В тишине комнаты громко щелкнул выключатель. Когда погас свет, с улицы донесся низкий гул турбин самолета, пролетавшего высоко над городом. Гул сначала нарастал, потом затих в отдалении. Самолет, следовавший рейсом на Ванкувер, повернул к западу и затерялся в ночном небе. Среди его пассажиров был сенатор Деверо.
— Будь поласковее, Брайен,— шептала Милли.— На этот раз... пожалуйста, будь поласковее.
Алан Мейтланд
В рождественское утро Алан Мейтланд проснулся поздно, испытывая во рту противный привкус от вина, выпитого накануне в доме своего партнера по адвокатской конторе. Позевав и поцарапав макушку головы, стриженной под «ежик», он вспомнил, что они вчера раздавили пару бутылок на троих: он сам, партнер Том Льюис и его жена Лилиан,— что было сущим сумасбродством, поскольку ни он, ни Том не могли позволить себе такого мотовства, особенно сейчас, когда Лилиан была беременна, а Тому предстояло выплачивать взносы за домик, купленный в рассрочку на северной стороне Ванкувера. «Какого черта зря валяться»,— подумал Алан и, рывком сбросив с кровати свое атлетически сложенное тело почти двухметрового роста, зашлепал босиком в ванную.

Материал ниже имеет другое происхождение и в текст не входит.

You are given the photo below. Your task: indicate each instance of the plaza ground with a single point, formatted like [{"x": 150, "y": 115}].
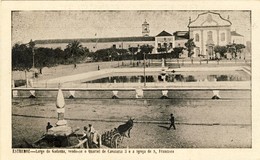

Вернувшись оттуда, он натянул старые фланелевые брюки и выцветшую университетскую тенниску, заварил себе растворимого кофе, намазал маслом кусок хлеба, а сверху добавил ложку меда. Чтобы поесть, ему пришлось сесть на кровать, которая занимала большую часть площади его тесной холостяцкой квартирки на Гилфорд-стрит возле Английской бухты. Позже кровать исчезнет в стене наподобие складной полки в купейном вагоне, но пока Алан не спешил с ней расставаться, предпочитая начинать день в соответствии с открытием, сделанным им давным-давно: лучше всего дела идут тогда, когда приступаешь к ним постепенно и не спеша.
Он стоял, раздумывая, стоит ли поджарить себе бекона, когда раздался телефонный звонок. Это был Том Льюис.
— Послушай-ка, голова садовая, ты почему помалкивал о своих высокопоставленных друзьях?
— Охота была хвастаться! Ты имеешь в виду Вандербилтов? — Он проглотил кусок непрожеванного бутерброда.— О ком ты говоришь?
— О сенаторе Деверо, например, о знаменитом Ричарде Деверо! Он приглашает тебя к себе домой сегодня и немедля: одна нога здесь, другая там!
— С ума спятил!
— Как бы не так, мне только что звонили из конторы Г. К. Брайанта — те самые, которые «Каллинер, Брайант, Мортимер, Лейн и Робертс», известные как «Мы, народ». Они являются постоянными консультантами старины Деверо, но на этот раз сенатор хочет обратиться за советом именно к тебе.
— Да откуда ему знать обо мне? — Алан никак не мог поверить в то, что слышит.— Верно, чей-то розыгрыш? Или кто-то по ошибке назвал мою фамилию.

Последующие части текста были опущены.